You want to know the order in which ProxySG policy is applied to user requests and if necessary, change the order.

Resolution

The order in which the ProxySG appliance evaluates policy rules is important. Changes to the evaluation order might result in less effective policy, as the order of policy evaluation defines general rules and exceptions. While this order is configurable, the default and recommended order is:

  1. Common Policy (if the appliance is subscribed to the ThreatPulse Auto Policy Synchronization feature-SGOS 6.4 and later)
  2. Visual Policy Manager (VPM) 
  3. Local Policy
  4. Central Policy
  5. Forward Policy

This prevents policies in the Central file that block virus signatures from getting inadvertently overridden by Allow (access-granting) policy rules in the VPM and Local files.

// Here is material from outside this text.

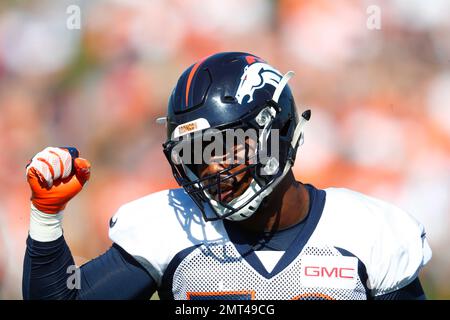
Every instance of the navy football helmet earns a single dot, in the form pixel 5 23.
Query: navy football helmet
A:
pixel 233 90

When changing the policy file evaluation order, remember that final decisions can differ because decisions from files later in the order can override decisions from earlier files.

  • For a new ProxySG appliance, the default evaluation order is: VPM, Local, Central, and Forward.
  • For an upgraded ProxySG, the policy evaluation order is the order already existing on the appliance before the upgrade.


To change policy order, perform the following steps in the Management Console:

1. Select Configuration > Policy > Policy Options.
2. To change the order, select the file to move and click Move Up or Move Down.

  • Remember, the last file in the list overwrites decisions in files evaluated earlier.